Oliver Wehrens
Seasoned Technology Leader. Mentor. Dad.
Oliver Wehrens

Clean code ... should you DRY?

- 2 min

Clean Code

2008 Robert C. Martin published his book ‘Clean Code’. I was just starting my new job as Senior Software Developer at Hypoport. It was eye-opening. We discussed it in a tech department wide book circle, exchanged ideas of what things mean and agreed to some standards which are important to us.

Over the years, I learned that people took that as the bible. And it went further. My favourite example of taking it religiously is: Don’t repeat yourself (DRY). Never ever duplicate code. Make sure you generalize everything so it fits everything if it does remotely the same thing.

Wrong.

I think this really hurts. I once listened to a podcast with an interview of the person responsible for the development of the Safari web browser (I think John Gruber interviewed that person). Two things stuck to my mind:

If it does not pass the speed test (aka it got slower) it will not be released Only generalize things once if it occurred three times, before that, code duplication is ok. I really like that.

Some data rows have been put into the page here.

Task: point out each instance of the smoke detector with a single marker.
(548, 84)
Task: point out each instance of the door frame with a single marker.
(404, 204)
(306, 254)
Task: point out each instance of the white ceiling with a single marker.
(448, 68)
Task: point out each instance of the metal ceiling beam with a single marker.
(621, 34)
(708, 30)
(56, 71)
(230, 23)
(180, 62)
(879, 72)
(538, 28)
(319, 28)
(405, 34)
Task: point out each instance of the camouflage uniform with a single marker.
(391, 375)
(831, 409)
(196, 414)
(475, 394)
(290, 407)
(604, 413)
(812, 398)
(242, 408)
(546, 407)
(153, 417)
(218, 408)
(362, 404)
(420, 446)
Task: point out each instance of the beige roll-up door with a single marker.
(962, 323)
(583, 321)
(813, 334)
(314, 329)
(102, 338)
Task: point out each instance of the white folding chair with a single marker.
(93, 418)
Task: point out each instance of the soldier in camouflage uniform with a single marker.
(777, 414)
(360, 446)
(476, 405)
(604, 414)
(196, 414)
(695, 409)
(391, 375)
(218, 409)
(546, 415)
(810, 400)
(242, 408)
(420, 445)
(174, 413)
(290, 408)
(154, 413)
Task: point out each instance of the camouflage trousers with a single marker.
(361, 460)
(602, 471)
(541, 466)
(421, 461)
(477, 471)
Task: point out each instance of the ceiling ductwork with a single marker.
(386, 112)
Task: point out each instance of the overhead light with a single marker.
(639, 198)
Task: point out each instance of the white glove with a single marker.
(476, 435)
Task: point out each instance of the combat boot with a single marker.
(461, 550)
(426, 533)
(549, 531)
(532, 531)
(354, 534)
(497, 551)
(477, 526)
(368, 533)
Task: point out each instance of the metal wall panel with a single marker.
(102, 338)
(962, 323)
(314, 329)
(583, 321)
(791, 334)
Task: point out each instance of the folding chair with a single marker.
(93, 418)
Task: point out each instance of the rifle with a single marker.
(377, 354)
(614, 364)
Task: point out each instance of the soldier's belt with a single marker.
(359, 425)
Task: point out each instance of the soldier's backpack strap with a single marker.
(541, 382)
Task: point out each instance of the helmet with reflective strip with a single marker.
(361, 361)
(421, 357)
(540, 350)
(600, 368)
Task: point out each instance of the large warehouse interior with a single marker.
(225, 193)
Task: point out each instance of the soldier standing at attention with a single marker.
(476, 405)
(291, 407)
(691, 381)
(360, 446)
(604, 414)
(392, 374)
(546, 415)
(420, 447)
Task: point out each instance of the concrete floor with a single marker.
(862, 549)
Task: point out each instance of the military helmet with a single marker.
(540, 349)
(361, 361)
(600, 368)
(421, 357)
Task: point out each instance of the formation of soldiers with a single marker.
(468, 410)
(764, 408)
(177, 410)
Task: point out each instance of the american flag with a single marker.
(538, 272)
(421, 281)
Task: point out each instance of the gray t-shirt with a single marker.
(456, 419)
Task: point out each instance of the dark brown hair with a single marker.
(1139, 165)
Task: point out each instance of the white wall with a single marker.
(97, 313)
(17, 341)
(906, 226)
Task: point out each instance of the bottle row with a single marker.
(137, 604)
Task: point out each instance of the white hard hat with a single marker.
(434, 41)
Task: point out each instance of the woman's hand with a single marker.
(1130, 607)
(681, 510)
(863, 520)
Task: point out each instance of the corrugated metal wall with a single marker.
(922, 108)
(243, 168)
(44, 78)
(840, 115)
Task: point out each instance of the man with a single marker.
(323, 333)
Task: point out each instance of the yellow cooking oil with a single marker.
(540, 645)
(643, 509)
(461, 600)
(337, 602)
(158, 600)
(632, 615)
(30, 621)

It hurts so much so generalize some piece of code with more parameters, adding to complexity and confusion, just for the sake of saving some lines of code. It is just not worth it. In interviews, I still get answers that every remotely duplicated line of code needs to be eliminated. I bet students still learn this as good coding practice in university. This needs to be changed.

Don’t get me wrong. I’m all for removing duplication. Just where it makes sense. Before you have seen multiple usage of a similar algorithm it hurts more to generalize it, than to just duplicate it.

As usual, don’t take anything in books, presentations or even blog posts (as this one) as a thing you need to do. Think about it if it makes sense to apply it in your situation and what are the costs in the future.

Bonus: Clean Code does not mean, that you don’t have to document the code. But that is another post.